もしそれが大きすぎて壊れているような針、で問題に直面している場合、それはむしろ理想的な針よりも小さいと注入しようとするよりも、新鮮な針を再作成するのが最善です。
トランスジェニックワームの発生は、…
Acknowledgements
我々はすべてコールドウェル研究室のメンバーの協力精神を認識したい。ラボにおける運動障害の研究は、バッハマン-シュトラウスジストニア&パーキンソン財団、米国パーキンソン財団、米国パーキンソン病協会、アラバマ州のパーキンソン病協会、パーキンソン病研究のためのマイケルJフォックス財団、および学部研究によってサポートされています。
Materials
| Material Name | Tipo | Company | Catalogue Number | Comment |
|---|---|---|---|---|
| Agarose | Ultrapure | Invitrogen | 15510-027 | |
| Halocarbon Oil, Voltalef | Hulle 10S | elfatochem, France | ||
| Coverglass 18×18 mm | Fisher | 12-548-A | ||
| Coverglass 20×30 mm | Fisher | 12-548-5A | ||
| Coverglass 22×50 mm | Fisher | 12-545-E | ||
| 100 ul Capillary | VWR | 53432-921 | ||
| Glass Capillary for Needles | “Kwik-Fil” | World Precision Instruments | 1B100F-4 | |
| Needle Puller | Tool | Narishige | Model PP-830 | |
| microINJECTOR System | Tritech Research | MINJ-1000 | Scope, Stage, Manipulator | |
| Dissecting, with Fluorescence | Microscope | Nikon | SMZ800 | |
| Dissecting | Microscope | Nikon | SMZ645 |
Riferimenti
- Stinchcomb, D. T., Shaw, J. E., Carr, S. H., Hirsh, D. Extrachromosomal DNA transformation of Caenorhabditis elegans. Mol. Cell. Biol. 5, 3484-3496 (1985).

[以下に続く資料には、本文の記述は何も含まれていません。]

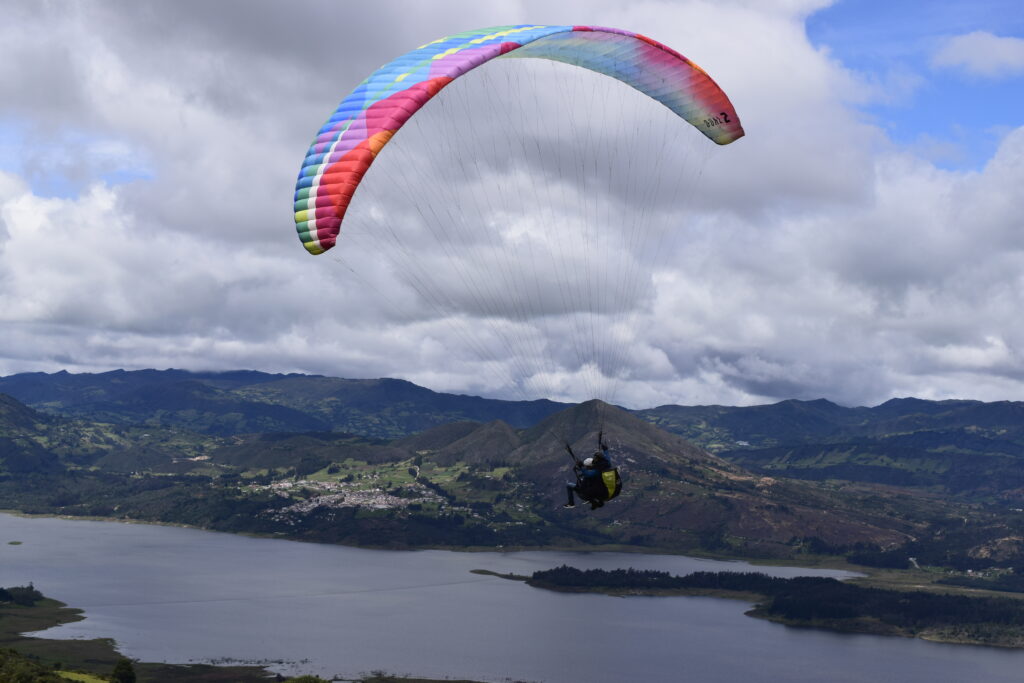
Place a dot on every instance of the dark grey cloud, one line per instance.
(494, 247)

- Mello, C. C., Kramer, J. M., Stinchcomb, D., Ambros, V. Efficient gene transfer in C.elegans: extrachromosomal maintenance and integration of transforming sequences. EMBO J. 10, 3959-3970 (1991).
- Kelly, W. G., Xu, S., Montgomery, M. K., Fire, A. Distinct requirements for somatic and germline expression of a generally expressed Caenorhabditis elegans gene. Genetica. 146, 227-238 (1997).

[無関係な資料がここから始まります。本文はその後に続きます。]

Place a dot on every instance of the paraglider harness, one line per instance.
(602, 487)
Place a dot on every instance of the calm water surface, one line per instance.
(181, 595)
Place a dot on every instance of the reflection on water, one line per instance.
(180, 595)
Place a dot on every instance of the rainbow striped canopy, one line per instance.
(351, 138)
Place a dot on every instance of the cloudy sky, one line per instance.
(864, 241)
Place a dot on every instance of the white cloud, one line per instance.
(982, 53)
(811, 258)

- Cao, S., Gelwix, C. C., Caldwell, K. A., Caldwell, G. A. Torsin-mediated neuroprotection from cellular stresses to dopaminergic neurons of C. elegans. J Neurosci. 25, 3801-3812 (2005).
- Caldwell, G. . Integrated Genomics: A Discovery-Based Laboratory Course. , (2006).
- Brenner, S. The genetics of Caenorhabditis elegans. Genetica. 77, 71-94 (1974).